Anandamide and 2-AG have similar binding affinity for CB1 and CB2 receptors 19. 2-AG has been shown to have higher efficacy at the CB2 receptor 43 and acts as a full agonist at both the CB1 and CB2 receptors, whereas anandamide is only a partial agonist 44, 45. Therefore, 2-AG is considered by many as the true endocannabinoid ligand. 2-AG is the most abundant endocannabinoid in the rodent brain, occurring at a concentration 170 times greater than that of anandamide 46. Endocannabinoids are also present in peripheral organs, such as the gastrointestinal tract and liver 27, 47. Moreover, they can be found in the bloodstream, usually bound to albumin 48.
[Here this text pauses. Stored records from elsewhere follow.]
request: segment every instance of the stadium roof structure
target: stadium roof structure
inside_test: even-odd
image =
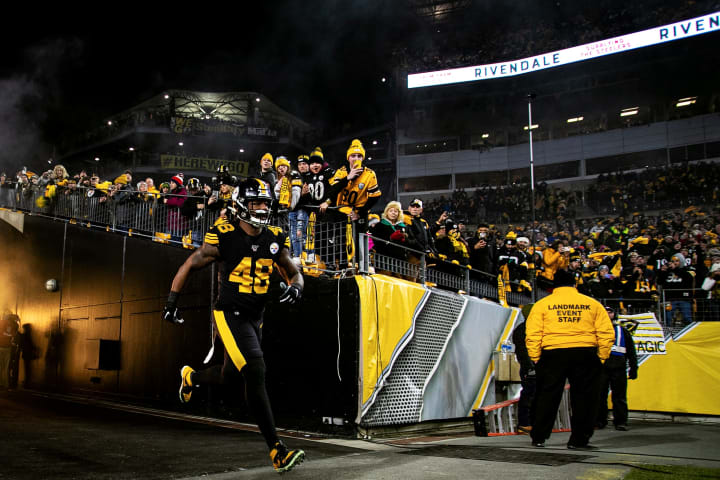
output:
[[[248,116],[252,117],[257,108],[258,114],[265,121],[282,121],[303,130],[311,128],[310,124],[283,110],[266,96],[257,92],[168,90],[123,113],[164,110],[170,105],[174,109],[174,114],[178,116],[233,122],[241,126],[254,123],[248,121]]]
[[[472,0],[410,0],[412,10],[431,24],[451,20],[458,12],[472,5]]]

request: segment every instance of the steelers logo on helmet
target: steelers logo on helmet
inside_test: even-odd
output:
[[[270,253],[275,255],[278,252],[278,250],[280,250],[280,245],[278,245],[277,242],[273,242],[270,244]]]
[[[259,178],[248,178],[233,190],[232,205],[228,211],[245,223],[264,227],[270,223],[272,202],[270,185]]]

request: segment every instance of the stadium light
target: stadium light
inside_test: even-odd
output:
[[[526,130],[527,130],[527,129],[526,129]],[[488,138],[489,136],[490,136],[489,133],[483,133],[483,134],[481,135],[482,138]]]
[[[680,107],[687,107],[688,105],[692,105],[697,101],[697,97],[685,97],[678,100],[678,102],[675,104],[677,108]]]
[[[130,147],[130,148],[128,148],[128,150],[130,150],[131,152],[134,152],[134,151],[135,151],[135,147]]]
[[[256,101],[256,102],[259,102],[259,101],[260,101],[260,97],[255,97],[255,101]]]
[[[377,145],[377,140],[373,140],[373,145]]]
[[[385,77],[382,77],[382,78],[380,79],[380,81],[381,81],[382,83],[385,83],[385,82],[387,81],[387,79],[386,79]]]
[[[244,148],[241,148],[241,149],[240,149],[240,153],[245,153],[245,149],[244,149]]]
[[[639,107],[623,108],[620,112],[621,117],[629,117],[630,115],[637,115]]]
[[[582,122],[583,120],[585,120],[585,117],[573,117],[573,118],[568,118],[567,123]]]
[[[184,146],[185,144],[184,144],[183,142],[178,142],[178,145],[180,145],[180,146],[182,147],[182,146]]]
[[[372,157],[368,157],[368,160],[372,160]]]
[[[170,95],[168,95],[168,94],[166,93],[166,94],[165,94],[165,100],[167,100],[168,98],[170,98]]]
[[[96,162],[99,162],[99,161],[100,161],[100,157],[95,157],[95,161],[96,161]]]
[[[48,160],[48,163],[52,163],[52,159]]]
[[[532,125],[530,125],[530,130],[535,130],[535,129],[538,128],[538,127],[540,127],[540,125],[538,125],[537,123],[533,123]],[[525,126],[523,127],[523,130],[525,130],[525,131],[527,132],[527,129],[528,129],[528,126],[525,125]]]
[[[112,120],[108,120],[108,125],[112,125]]]

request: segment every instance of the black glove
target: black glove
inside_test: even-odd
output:
[[[637,369],[631,369],[628,373],[628,378],[630,380],[635,380],[637,378]]]
[[[165,304],[165,308],[163,308],[163,320],[167,320],[168,322],[175,324],[181,324],[185,322],[185,320],[180,315],[180,310],[178,310],[177,308],[177,301],[179,297],[179,293],[170,292],[170,294],[168,295],[167,303]]]
[[[527,371],[527,376],[530,377],[530,378],[535,378],[535,376],[536,376],[536,374],[535,374],[535,367],[533,367],[533,368],[531,368],[531,369],[529,369],[529,370]]]
[[[302,297],[302,288],[296,284],[285,285],[285,282],[280,282],[280,288],[283,292],[280,294],[280,303],[288,302],[290,305],[297,303]]]

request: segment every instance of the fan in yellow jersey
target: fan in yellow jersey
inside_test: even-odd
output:
[[[330,179],[330,196],[333,205],[339,212],[346,214],[355,225],[355,245],[358,245],[357,234],[367,232],[368,213],[380,200],[380,187],[375,172],[364,166],[365,148],[360,140],[353,140],[347,151],[346,166],[340,167]],[[320,205],[325,212],[330,202]]]
[[[224,383],[232,379],[233,374],[241,372],[247,404],[270,449],[273,466],[283,472],[302,462],[305,452],[289,450],[275,430],[260,347],[263,310],[275,265],[290,279],[280,302],[298,301],[304,282],[290,259],[287,235],[279,228],[268,226],[271,208],[271,187],[266,182],[251,178],[235,188],[228,206],[228,221],[217,222],[205,235],[203,245],[178,269],[163,318],[172,323],[183,323],[177,301],[190,273],[218,261],[221,285],[213,316],[225,349],[224,363],[197,372],[184,366],[180,370],[180,401],[190,400],[193,387]]]
[[[550,437],[565,381],[570,382],[572,433],[567,447],[590,448],[600,389],[600,367],[610,355],[615,332],[600,302],[575,289],[575,276],[557,270],[552,294],[532,307],[525,344],[535,362],[535,420],[530,436],[536,447]]]

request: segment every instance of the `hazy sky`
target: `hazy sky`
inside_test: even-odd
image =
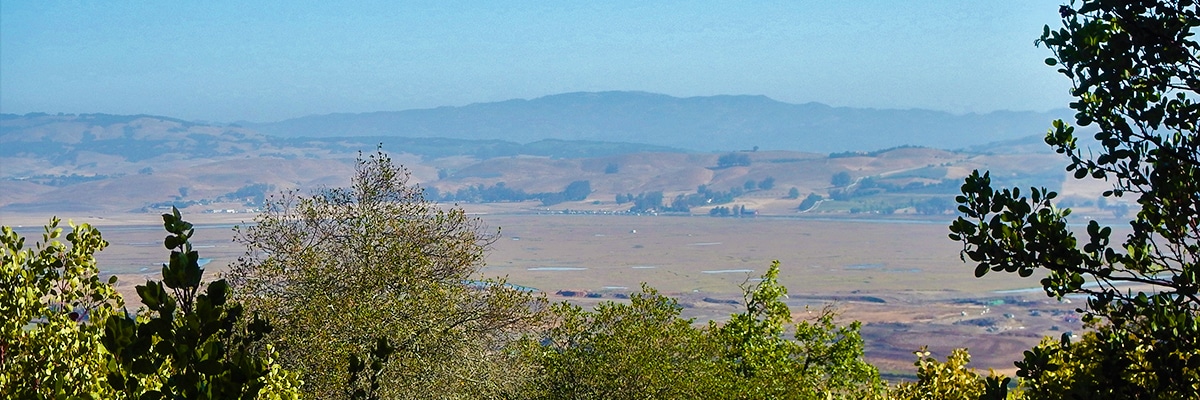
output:
[[[253,6],[247,6],[252,3]],[[640,90],[1065,107],[1059,1],[4,1],[0,112],[274,121]]]

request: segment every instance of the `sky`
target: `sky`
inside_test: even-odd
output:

Synthetic cannabinoid receptor agonists and antagonists
Among the synthetic cannabinoid receptor agonists, CP 55,940, 49 WIN 55,212-2 50 and HU 210 51 are worth mentioning because they have been largely used to investigate the physiological functions of the ECS and, specifically, its role in energy balance. Among the synthetic antagonists, SR 141 716 52, AM 251 53 and AM 281 54 are specific for CB1 receptors. Several inhibitors of anandamide cellular re-uptake or transport and of anandamide hydrolysis have also been identified, presenting multiple pharmacologic opportunities to affect the ECS 55, 56.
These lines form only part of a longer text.